Consider the quote from professor Karim Lakhani interviewed in the Harvard Business review:
"Just as the internet has drastically lowered the cost of information transmission, AI will lower the cost of cognition". (Ai won't replace humans - but humans with AI will replace humans without AI 2023)
Lakhani is referring to the impact on the business world but it is just as relevant to overlay this statement on education. With the rise of the internet and the mobility of access to information educators have moved away from purveyors of information to enablers of critical analysis and the application of information. According to Musk in the future AI will be able to do everything better than humans. How does education adapt to support to flourishing of learners when we have such tools? At this time to empower the future generation to use the tools most efficiently, the ability to communicate effectively becomes of paramount importance as do ethical considerations, an understanding of what we are interfacing with, and who we are as people. If humans are meant to have enhanced neuro capabilities through BCI, as Musk predicts, this could create a future in which one person has an 'unnatural' ability over another.
How does this fit in with equity?
Clearly it is equitable if we have the opportunity through BCI technologies to restore vision, hearing, and the use of limbs. In those examples the restoration is of something that person would or should have had in a fair world. However society has a much less favourable view of unnatural things that give humans an upper hand over one another such as performance enhancing drugs or genetic editing.

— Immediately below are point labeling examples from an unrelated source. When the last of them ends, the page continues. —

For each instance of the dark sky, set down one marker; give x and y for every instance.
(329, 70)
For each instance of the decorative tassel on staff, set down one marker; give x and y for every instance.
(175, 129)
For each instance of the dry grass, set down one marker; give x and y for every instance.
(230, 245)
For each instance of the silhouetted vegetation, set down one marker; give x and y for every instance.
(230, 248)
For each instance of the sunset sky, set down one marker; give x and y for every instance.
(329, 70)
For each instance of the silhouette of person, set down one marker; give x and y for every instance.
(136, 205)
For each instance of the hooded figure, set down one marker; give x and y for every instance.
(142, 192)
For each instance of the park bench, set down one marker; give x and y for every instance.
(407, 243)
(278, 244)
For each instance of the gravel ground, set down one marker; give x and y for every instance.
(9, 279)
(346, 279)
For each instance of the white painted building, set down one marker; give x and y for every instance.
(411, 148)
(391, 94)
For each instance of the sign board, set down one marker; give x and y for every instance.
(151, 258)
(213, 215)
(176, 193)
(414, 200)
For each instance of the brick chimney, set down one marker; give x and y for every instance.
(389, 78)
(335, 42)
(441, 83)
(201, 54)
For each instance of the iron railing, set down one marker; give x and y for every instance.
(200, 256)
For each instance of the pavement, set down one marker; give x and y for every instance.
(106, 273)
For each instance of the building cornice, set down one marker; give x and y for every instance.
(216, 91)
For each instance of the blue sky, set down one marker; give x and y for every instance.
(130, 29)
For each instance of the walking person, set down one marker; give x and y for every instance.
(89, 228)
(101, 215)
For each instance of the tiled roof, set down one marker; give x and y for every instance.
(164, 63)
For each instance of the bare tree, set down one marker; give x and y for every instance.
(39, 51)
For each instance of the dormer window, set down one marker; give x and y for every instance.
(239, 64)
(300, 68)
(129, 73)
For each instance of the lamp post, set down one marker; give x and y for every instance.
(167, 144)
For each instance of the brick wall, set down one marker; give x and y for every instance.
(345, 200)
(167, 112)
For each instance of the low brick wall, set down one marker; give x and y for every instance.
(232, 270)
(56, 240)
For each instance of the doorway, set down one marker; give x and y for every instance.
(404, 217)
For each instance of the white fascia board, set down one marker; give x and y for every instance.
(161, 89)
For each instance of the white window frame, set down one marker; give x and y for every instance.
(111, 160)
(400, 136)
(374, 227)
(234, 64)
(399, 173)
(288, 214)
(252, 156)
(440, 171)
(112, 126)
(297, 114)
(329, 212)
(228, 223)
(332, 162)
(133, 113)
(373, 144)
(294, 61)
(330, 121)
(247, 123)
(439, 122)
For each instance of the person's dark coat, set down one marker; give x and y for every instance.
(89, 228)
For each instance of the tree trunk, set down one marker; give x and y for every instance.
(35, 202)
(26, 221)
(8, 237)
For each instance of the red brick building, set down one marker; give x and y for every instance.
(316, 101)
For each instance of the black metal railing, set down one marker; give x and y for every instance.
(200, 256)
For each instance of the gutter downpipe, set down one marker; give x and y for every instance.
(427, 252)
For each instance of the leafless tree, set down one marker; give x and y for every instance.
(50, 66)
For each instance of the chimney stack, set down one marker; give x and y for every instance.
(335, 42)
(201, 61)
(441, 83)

Regardless of how much and how fast this technology will come into our lives, as Musk points out we already are in some ways cyborgs. We already interface with our devices like never before. Educators and governments are already having these difficult policy discussions of device management in educational settings. See recent announcement made in my own province of BC here.
Clearly whether we are talking about BCI, AI, self driving cars or other technologies, philosophy (as a subject) will have a growing importance in education as society is confronted with ethical questions that have in the past been more theoretical. From the philosophy we embed into technology to our understanding of what it means to be human.
I hope this OER has provided you with some new insights into this topic and sparked some new thoughts into the questions of the implications this technology will have on mobility, education and the human experience.